Acceleration Profile Shapeable Catenary-based Guidance with Arbitrary Impact Time and Angle Constraints

Guidance poses a significant issue in aerospace vehicle development. Simultaneous impacts and higher lethality necessitate constraints on impact time and angles, posing a substantial obstacle to effective guidance law design. Similarly, the flexibility and maneuverability of aerospace vehicles, which require a designable acceleration profile, are equally essential issues in guidance law design. Therefore, to overcome the limited selectable constraint ranges and the challenges of shaping acceleration profiles in existing guidance laws, without sacrificing their penetration and cooperation capabilities, a three-stage catenary-based guidance law is proposed that considers constrained impact and robustness to external disturbances. To begin with, the desired launch angle and initial velocity direction of the catenary are enforced during the first stage, which uses a circular arc. Subsequently, the impact time constraint is met in the second catenary-based stage, and the final stage employs an additional circular arc to enforce the desired impact angle.

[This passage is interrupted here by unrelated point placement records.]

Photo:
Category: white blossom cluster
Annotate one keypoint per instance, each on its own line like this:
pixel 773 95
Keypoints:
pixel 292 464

Using the proposed analytical geometric rules, trajectory parameters are determined explicitly. Meanwhile, a robust guidance law is developed, with all constraints met. The proposed guidance law requires no numerical calculations, nonlinear model linearization, or reliance on time-to-go error estimation, making it convenient to implement. Furthermore, the proposed guidance law extends the range of available time constraints from the minimum to infinity and the range of angle constraints from 0 degrees to 360 degrees, thereby addressing the issue of a wide range of spatiotemporal multi-constraints. The adaptability issue arising from an extensive range of impact time constraints and arbitrary angle constraints is addressed by a shapeable acceleration profile, enabling the maximum acceleration value or peak time to be adjusted to meet mission requirements. Various disturbed-engagement scenarios are simulated, and numerous analyses are conducted to evaluate the effectiveness and robustness of the proposed sliding mode control guidance law.